The Wall Street Journal’s Melissa Korn reports that specialized master’s degree programs in the United States have “found tremendous popularity” from Chinese nationals in recent years:

Companies in China’s fast-growing finance sector want hires with some advanced skills beyond a college degree, yet don’t need recruits with the high-level strategy expertise—and high salary requirements—that an M.B.A. might have, according to students and schools. A U.S. credential also makes students more appealing to multinational companies, schools say.

Nearly 60,000 Chinese citizens took the Graduate Management Admission Test in the 2011-2012 testing year, about triple the number in 2007-2008. In the latest year, 78% of those score reports were sent to U.S. programs, while 64% went to specialized master’s degrees world-wide.

Patricia Ying Ding was one of those students. Ms. Ding, 23 years old, attended college in her native China but spent time at University of California, Berkeley, and wanted more Western experience. Now enrolled at MIT Sloan School of Management’s M.S. in Finance program, about 85% of Ms. Ding’s class is international, and the school says a large share of those students are from Asia.
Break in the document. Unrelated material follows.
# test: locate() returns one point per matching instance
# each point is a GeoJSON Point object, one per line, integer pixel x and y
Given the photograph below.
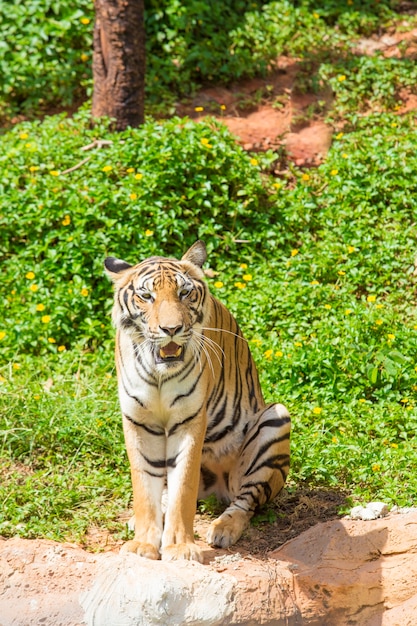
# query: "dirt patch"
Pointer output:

Chinese students who want to stay in the U.S. to work after they graduate must obtain a prized H-1B work visa, and the China Daily reports that competition for such work permits has soared:

The application period for the work visa opened on April 1 and continues until April 5. The congressional-mandated quota is a maximum of 65,000 H-1B work visas for the fiscal year 2014 beginning Oct 1. Another 20,000 H-1B visas will be awarded for those with masters or higher degrees from US academic institutions by US Citizenship and Immigration Services, which processes the applications.

Last year, the visa quota was reached in June, but it’s expected to quickly hit the limit this year, which would trigger a lottery of all the cases filed in the five-day filing window. That also would signal that companies feel confident enough about the economy to hire more foreign workers.

CIS plans to announce by the middle of next week if it will hold a lottery .

Cases not selected in the lottery will be rejected, and the filing fees won’t be cashed.